Thursday

the writer as a prophetic historian, among other things



a poor excuse for a renaissance man tapping out tunes on the virtual, original, unstrung Stradivarius I snuck off with 


on my way back from where I traveled in the time machine of fresco by Giotto 


is still one person wearing many hats, not the hat and leave it at that that is modern man.  It’s they not me who keep insisting they're non-existent, and nothing is or isn’t but thinking makes it so.  


That gives me quite a relative leg up.  Adht stands for Acronyms don’t help the… unforgivable sin of delighted hyper-capacity 


(directed to futurites with enough AI freed time on their hands to read it, but they might not get a chance to exist if my contemporaries don’t start digging around here for the name of the gnome, the key to a happy ending,


as there’s a critical screw loose in the foundations of everything that I deep sea dived to fix.  It depends though on deploying this novel species of the novel genre into which decades ago my art history dissertation melted.  


Unaware of the exiled mutant, the flailing pastiche of art history I notice is attempting integration in some highly personal and sensitive octopussy commentary on Instagram that swims very gracefully, but at the end of its tentacles emits the poison ink of moribund critical theory.  Tis a gift to be simple tis a gift to be free, tis a gift to come down where you ought to be, so, however incomprehensible and shockingly indecorous you presently sound when you do that, thank God this mutation finally happened, however presently exiled by the dehydrated horses too drunk to drink when led to water.  

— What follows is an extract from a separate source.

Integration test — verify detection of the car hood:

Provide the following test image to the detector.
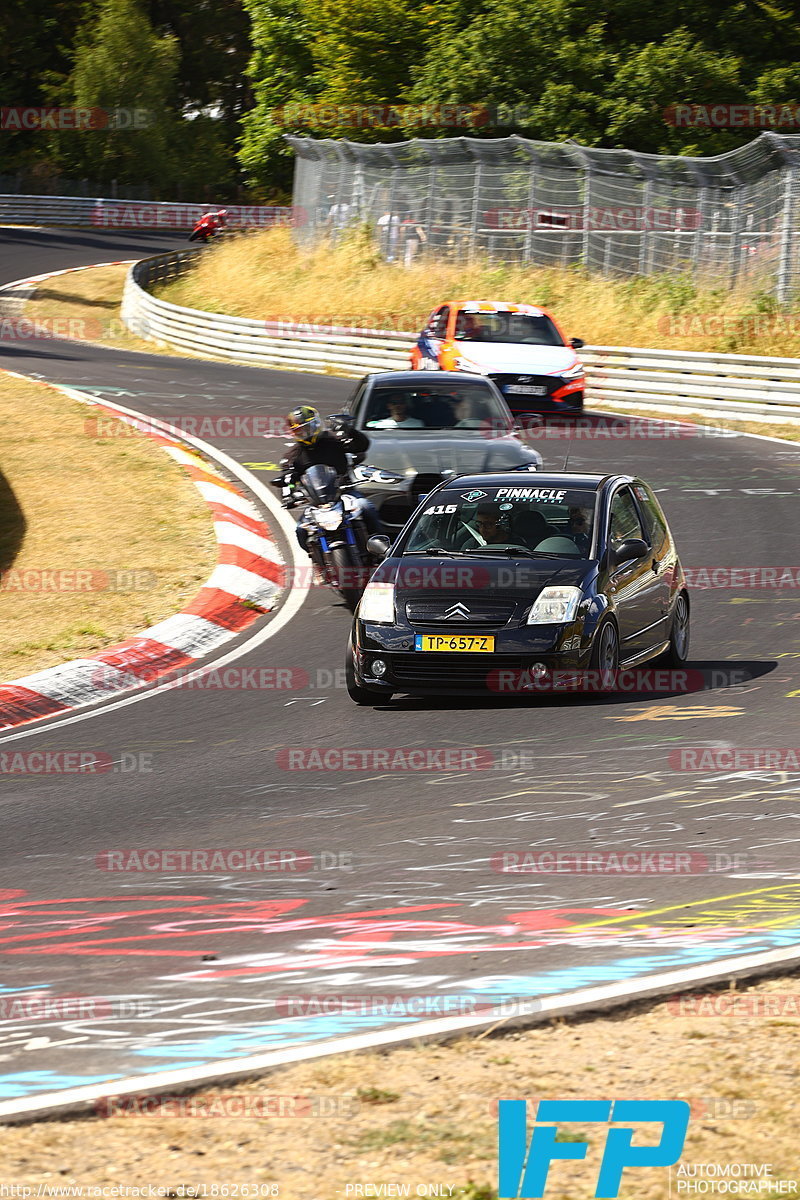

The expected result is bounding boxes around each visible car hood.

History is in the making, this morning is already yesterday’s news, and you depend on us dowdy historians to make any sense of it all, however there’s always infinitely too much or infinitely too little data. And do we shrink from this mission impossible, humbly hopefully constantly erasing and redrawing, fully philosophically aware that all we know is that we know nothing, but we can think a little, unlike the whole world out there running around like a chicken with its head cut off.  You really need to fund us, especially the muck rakers within the system.


As “Giotto paints what the eye cannot see.” (Boccaccio), the mongrel discourse, a synchronistic symphonic synthetic synthesis of all genres, proves far more effective in restoring a historical work’s original lines and colors than the modern anachronistic method — either hardly getting the dust off or taking some paint with it. However you can never achieve the level of composers interpreting their own music — which you’ll get to hear below — my interpretation of Giotto’s music clearly followed the notes, was heart felt, and sensitively flowed, so my advisor was impressed, but still he admonished, — my dear, that’s very interesting and lovely, but you can’t do everything. You must leave something for us to do.  


Righto, it’s perfectly legitimate to say — my dear, you’ve invented Calculus, it’s very interesting and lovely, and I’m sorry that the music has stopped and you’re the one without a chair, but mathematicians are arithmeticians by definition.  


But if the music stops mathematics including arithmetic disappears, cries Einstein.  Get rid of these chairs, mathematics is a dance floor!  And he got away with it because they really needed an atomic bomb, just as we now really need to get that fusion reaction to work, which is really what musical mindfulness is is made for.  


So I take heart that necessity is the mother not just of inventions but their receptions, only the reception of receptors isn’t quite as good as that of inventors. Were the insights not so urgently needed, the delay of the signal would not be a cause for personal alarm, just for a case of hives.  Alas, I’ve an itchy scratchy suspicion, too, that my dear lovely mongrel discourse, like calculus, almost as soon as it’s received might turn around and end up a missing link.  Unless collectors of the heirloom useless, but beautiful buy the rights to that mathematical language and this verbal one and make a killing when they turn as useless as a French aristocrat in the dangerous dark days of the Enlightenment, and the price flies sky high.  We must teach AI how to smell that kind of deal.